Em “Um esqueleto”, alguém nos refere o Dr. Belém: “Compusera um romance, e um livro de teologia, e descobrira um planeta. (...) Veio à corte para imprimir os dois livros, mas não achou editor e preferiu rasgar os manuscritos. Quanto ao planeta comunicou a notícia à Academia de Ciências de Paris; lançou a carta no correio e esperou a resposta; a resposta não veio porque a carta foi parar a Goiás”.
Ria, leitor, porque são desgraças fictícias; mas cesse de rir quando lembrar os destinos reais de Hercules Florence, que inventou a fotografia no Brasil, e do Padre Landell de Moura, que inventou a telefonia sem fio. Nem mesmo no Brasil há quem os conheça.
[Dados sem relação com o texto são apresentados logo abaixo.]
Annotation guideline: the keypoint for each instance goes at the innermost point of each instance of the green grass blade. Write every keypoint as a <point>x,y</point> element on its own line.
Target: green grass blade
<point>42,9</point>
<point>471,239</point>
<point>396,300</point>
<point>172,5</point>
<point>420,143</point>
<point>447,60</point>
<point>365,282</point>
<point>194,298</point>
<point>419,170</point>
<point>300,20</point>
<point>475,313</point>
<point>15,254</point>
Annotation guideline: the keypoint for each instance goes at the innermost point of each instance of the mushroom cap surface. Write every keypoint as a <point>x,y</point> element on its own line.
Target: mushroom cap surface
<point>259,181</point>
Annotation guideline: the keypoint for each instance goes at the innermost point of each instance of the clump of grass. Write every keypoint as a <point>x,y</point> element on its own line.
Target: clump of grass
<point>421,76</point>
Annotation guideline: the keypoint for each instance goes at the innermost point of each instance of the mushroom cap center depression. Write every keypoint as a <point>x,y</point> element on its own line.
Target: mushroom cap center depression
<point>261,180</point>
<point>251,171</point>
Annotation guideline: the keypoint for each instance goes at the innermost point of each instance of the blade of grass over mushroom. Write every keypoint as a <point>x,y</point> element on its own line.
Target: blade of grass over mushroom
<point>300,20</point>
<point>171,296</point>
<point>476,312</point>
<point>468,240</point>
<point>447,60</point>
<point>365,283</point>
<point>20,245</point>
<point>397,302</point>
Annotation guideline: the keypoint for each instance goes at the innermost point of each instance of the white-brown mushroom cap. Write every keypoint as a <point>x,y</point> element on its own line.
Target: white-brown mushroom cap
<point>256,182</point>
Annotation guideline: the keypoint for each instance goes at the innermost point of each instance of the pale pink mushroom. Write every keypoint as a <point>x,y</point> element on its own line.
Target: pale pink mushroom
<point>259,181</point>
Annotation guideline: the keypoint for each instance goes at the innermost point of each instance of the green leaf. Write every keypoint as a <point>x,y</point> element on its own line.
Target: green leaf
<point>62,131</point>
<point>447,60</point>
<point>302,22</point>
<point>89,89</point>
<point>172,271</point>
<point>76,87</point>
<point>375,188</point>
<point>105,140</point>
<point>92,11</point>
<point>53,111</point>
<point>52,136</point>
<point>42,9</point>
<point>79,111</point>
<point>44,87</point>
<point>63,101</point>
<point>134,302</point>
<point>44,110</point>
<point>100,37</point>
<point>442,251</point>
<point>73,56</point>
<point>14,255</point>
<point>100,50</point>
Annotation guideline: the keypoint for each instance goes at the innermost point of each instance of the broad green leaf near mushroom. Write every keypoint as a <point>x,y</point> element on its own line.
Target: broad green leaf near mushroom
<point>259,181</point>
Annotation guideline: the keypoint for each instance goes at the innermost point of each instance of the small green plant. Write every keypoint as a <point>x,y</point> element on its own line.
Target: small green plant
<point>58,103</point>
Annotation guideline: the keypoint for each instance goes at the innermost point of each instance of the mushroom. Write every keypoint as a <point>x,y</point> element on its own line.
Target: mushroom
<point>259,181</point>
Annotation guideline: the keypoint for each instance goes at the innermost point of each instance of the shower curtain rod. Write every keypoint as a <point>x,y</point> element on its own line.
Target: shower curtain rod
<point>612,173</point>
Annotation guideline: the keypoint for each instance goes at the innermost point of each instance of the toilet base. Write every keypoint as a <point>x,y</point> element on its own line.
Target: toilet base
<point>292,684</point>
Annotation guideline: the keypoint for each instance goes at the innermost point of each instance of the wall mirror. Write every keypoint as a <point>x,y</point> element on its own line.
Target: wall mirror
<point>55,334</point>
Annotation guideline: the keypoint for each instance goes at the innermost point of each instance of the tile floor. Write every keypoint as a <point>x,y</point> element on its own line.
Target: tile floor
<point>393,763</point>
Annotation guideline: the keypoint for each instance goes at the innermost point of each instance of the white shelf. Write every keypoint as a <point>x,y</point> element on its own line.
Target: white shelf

O protagonista de “A Idéia do Ezequiel Maia” (na Gazeta de Notícias, 1883) era capaz de abstrair-se do próprio corpo e fazer viagens mentais: “No quarto mês empreendeu um estudo que lhe comeu cinqüenta e seis dias: achar a filiação das idéias, e remontar à primeira idéia do homem. Escreveu sobre este assunto uma extensa memória, em que provou a todas as luzes que a primeira idéia do homem foi o círculo”.
Igualmente infatigável é o Xavier de “O Anel de Polícrates” (em Papéis Avulsos, 1882): “Era um endiabrado, um derramado, planeava todas as cousas possíveis, e até contrárias, um livro, um discurso, um medicamento, um jornal, um poema, um romance, uma história, um libelo político, uma viagem à Europa, outra ao sertão de Minas, outra à lua, em certo balão que inventara, uma candidatura política, e arqueologia, e filosofia, e teatro, etc., etc. Era um saco de espantos”.
São os criadores sem foco, os talentosos sem método, os inspirados sem persistência. Os milhares de gênios em botão que se ressecam e estiolam na periferia do capitalismo.